His pain approached a high 7, and his reluctance to waste drugs on himself had suddenly become sad and pointless. He scooped a finger into the pouch and dropped a pill to the back of his throat. Maybe he’d take a few more in a bit. No one would ever know his weakness at the end.
They wouldn’t know anything else, either. All that data. Those hypothetical future human visitors would have to be satisfied with the last data sent home, along with whatever they could glean from orbiting fragments… or the contents of EVs found adrift in space. They’d know nothing of what he and Minerva had learned since evac. None of Ish’s flops of unreported data, or the sordid fallout of a disturbed crewmember’s missed or ignored red flags. Would the preservation of such knowledge render his life—his entire team’s lives—any more meaningful? They’d all ended up dying for this work.
John’s blaze of glory wouldn’t be as blazing as he’d hoped, but maybe he could persuade himself to die with a purpose—something more than as a convalescing heap in a tent. He had a good idea.

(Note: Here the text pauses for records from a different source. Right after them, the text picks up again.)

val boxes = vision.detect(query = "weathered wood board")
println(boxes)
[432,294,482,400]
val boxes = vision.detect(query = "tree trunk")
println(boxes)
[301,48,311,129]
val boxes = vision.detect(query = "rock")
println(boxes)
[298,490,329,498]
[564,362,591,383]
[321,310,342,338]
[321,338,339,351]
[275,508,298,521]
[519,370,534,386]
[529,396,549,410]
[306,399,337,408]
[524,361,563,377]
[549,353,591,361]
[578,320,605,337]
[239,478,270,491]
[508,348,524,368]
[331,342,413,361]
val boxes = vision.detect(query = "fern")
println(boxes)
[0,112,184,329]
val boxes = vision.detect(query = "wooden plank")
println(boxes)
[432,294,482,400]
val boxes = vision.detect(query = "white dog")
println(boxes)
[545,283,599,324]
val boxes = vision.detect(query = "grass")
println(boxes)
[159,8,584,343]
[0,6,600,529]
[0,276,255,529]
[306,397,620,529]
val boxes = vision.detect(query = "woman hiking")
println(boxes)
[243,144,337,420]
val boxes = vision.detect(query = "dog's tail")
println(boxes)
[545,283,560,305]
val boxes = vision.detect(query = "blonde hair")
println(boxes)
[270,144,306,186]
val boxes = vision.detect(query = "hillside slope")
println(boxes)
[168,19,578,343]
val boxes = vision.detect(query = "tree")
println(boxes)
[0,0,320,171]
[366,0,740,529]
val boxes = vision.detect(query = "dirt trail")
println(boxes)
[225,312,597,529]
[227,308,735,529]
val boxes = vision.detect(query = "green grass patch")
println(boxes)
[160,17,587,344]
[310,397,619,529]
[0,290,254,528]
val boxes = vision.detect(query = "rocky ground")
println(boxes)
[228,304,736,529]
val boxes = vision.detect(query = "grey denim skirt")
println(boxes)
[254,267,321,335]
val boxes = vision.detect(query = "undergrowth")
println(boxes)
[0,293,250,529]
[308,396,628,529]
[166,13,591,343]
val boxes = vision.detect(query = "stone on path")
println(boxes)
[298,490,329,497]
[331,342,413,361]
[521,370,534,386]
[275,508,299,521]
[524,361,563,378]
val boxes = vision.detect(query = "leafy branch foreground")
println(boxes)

Forty minutes later, despite the frigid air of sunset, John sat sweating on one of the skimmer pads, his back against the panel wall. In his lap, the PCU confirmed signal establishment as the fluttering laser emitter beside him froze, casting the lime-green bar of light to a single point in the darkening sky. The pod’s homepage replaced the PCU’s control interface, and Minerva’s message filled the screen. But it wasn’t Minerva’s message.
Msg rec’d. Rally Camp est. by survivors Zisa Grafa, Pablo Birala, Thomas Meier, Aether Quintana, and Qin Shubao. 1st contact with native pop, friendly coop rel est. Recovery team AQ/PB/native team OB to HyCo WC 50N, ETA 95hrs. Confirm.
Chills pulsed from his very bones.
Alive.
It was posted six days ago. 95 hours… yesterday. They’d expected to arrive yesterday.
Dazed, John looked around the site. Even if Minerva were here, they were still days from reaching the coast. Absent anyone to rescue, would Aether and Pablo venture inland? John couldn’t allow it. Absolutely not. They’d made it down safe! The whole damned—
His eyes skimmed over the names again. No Angela. Couldn’t be an oversight.
Oh, Tom… Aether.
Their pain drilled into his sternum.
He reread the message. A little smile. The Threck people were actually helping his team. That was some kind of history right there! He flicked the message upward to verify there wasn’t more off-screen, and indeed, more appeared. But not from the team. Minerva’s message was essentially what he remembered Minerva telling him. He was surprised to see she’d only called Ish a “suspect” at the time.
The tips of still more letters dotted the bottom of the screen. John scrolled to find yet another unexpected note.
Zisa: You are so quick, so brilliant, and with so much heart…
John wasn’t supposed to see these words, addressed to him but intended for no one. A gaping window into a well-fortified heart. He’d never written anything so personal, not even in an offline journal.